The ideal candidate should have strong hands-on experience in AWS cloud operations, production support, and platform governance, along with the ability to troubleshoot complex issues and support enterprise-grade cloud environments.
Key Responsibilities
- Provide L2/L3 operational support for AWS platform services and the AWS Data Lake environment.
- Manage and support AWS services including S3, Athena, SSM, IAM, EC2, Lambda, Glue Catalog/Jobs/Crawlers, CloudWatch, VPC, CloudFormation, Lake Formation, ECR, and DynamoDB.
- Monitor platform health, investigate alerts, troubleshoot failures, and ensure timely resolution of incidents and service requests.

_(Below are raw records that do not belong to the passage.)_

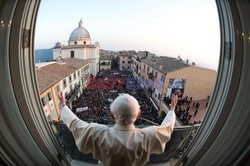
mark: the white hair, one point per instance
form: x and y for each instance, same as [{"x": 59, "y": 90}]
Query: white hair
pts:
[{"x": 125, "y": 109}]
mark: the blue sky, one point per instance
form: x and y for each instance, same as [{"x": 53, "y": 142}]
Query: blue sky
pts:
[{"x": 189, "y": 28}]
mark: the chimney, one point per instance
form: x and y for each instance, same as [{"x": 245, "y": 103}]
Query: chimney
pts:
[{"x": 161, "y": 67}]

- Handle incident, change, and problem management tickets in line with enterprise support processes and SLAs.
- Manage IAM users, roles, policies, entitlements, and resource permissions in accordance with security and governance standards.

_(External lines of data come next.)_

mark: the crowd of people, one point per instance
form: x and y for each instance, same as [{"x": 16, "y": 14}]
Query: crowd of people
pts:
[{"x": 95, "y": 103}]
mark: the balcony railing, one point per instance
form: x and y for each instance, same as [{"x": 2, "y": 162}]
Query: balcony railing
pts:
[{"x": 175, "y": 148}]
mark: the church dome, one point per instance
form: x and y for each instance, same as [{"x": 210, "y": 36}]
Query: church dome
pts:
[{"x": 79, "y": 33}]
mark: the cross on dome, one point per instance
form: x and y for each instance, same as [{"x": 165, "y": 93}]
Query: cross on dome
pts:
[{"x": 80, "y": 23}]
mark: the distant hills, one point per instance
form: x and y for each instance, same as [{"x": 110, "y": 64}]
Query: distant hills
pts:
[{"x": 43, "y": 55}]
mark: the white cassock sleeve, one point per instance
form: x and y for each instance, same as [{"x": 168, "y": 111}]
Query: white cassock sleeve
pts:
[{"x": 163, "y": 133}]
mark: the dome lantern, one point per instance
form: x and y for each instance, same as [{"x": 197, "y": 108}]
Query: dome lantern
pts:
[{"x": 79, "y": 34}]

- Support Lake Formation permissions, data access controls, and secure onboarding/offboarding of users and applications.
- Administer and troubleshoot Glue jobs, crawlers, catalog metadata, Athena query issues, and S3-based data lake access.
- Support infrastructure provisioning, deployment, and change implementation using CloudFormation and CI/CD pipelines.
- Contribute to CI/CD enablement, release support, deployment validation, and code promotion across environments.
- Ensure code repository standardization, branching/version control practices, and alignment with engineering and operational standards.
- Participate in Disaster Recovery (DR) activities, including DR readiness checks, backup/restore validation, failover/failback support, and documentation updates.
- Perform root cause analysis (RCA) for recurring or critical issues and recommend preventive actions.
- Support CloudWatch dashboards, logging, alerting, and operational reporting.
- Assist with AWS cost monitoring and optimization, tagging compliance, and resource usage governance.
- Perform or support security vulnerability scans, review findings, coordinate remediation, and drive closure of security-related tickets in collaboration with security and engineering teams.
- Maintain runbooks, SOPs, operational documentation, and knowledge articles.
- Collaborate with data engineers, developers, cloud architects, security, governance, and DevOps teams for platform support and continuous improvements.
Required Skills
- Strong hands-on experience in AWS platform operations / cloud support / production support.
- Working knowledge of:
- Amazon S3
- Amazon Athena
- AWS IAM
- AWS Systems Manager (SSM)
- Amazon EC2
- AWS Lambda
- AWS Glue (Catalog, Jobs, Crawlers)
- Amazon CloudWatch
- Amazon VPC
- AWS CloudFormation
- AWS Lake Formation
- Amazon ECR
- Amazon DynamoDB
- Experience in access provisioning, entitlement management, resource permissions, and governance controls.
- Strong troubleshooting skills across cloud infrastructure, platform services, and data workflows.
- Experience in CI/CD support, deployment coordination, and operational readiness for releases.
- Understanding of code repository management and standardization practices.
- Exposure to DR processes, backup/recovery validation, and resiliency support.
- Experience with security vulnerability remediation and closure of security/compliance-related tickets.
- Good understanding of incident, change, and problem management processes.
- Knowledge of AWS security best practices, governance, and operational controls.
Preferred Skills
- Experience with Python / Shell scripting for automation and operational tasks.
- Exposure to DevOps practices, infrastructure automation, and release management.
- Familiarity with cloud cost optimization and governance frameworks.
- AWS certification(s) such as Cloud Practitioner, SysOps Administrator, or Solutions Architect Associate.
Experience & Qualification
- 7–10 years of overall IT experience with 5+ years in AWS cloud/platform operations.
- Bachelor’s degree in Computer Science, Engineering, Information Technology, or related field.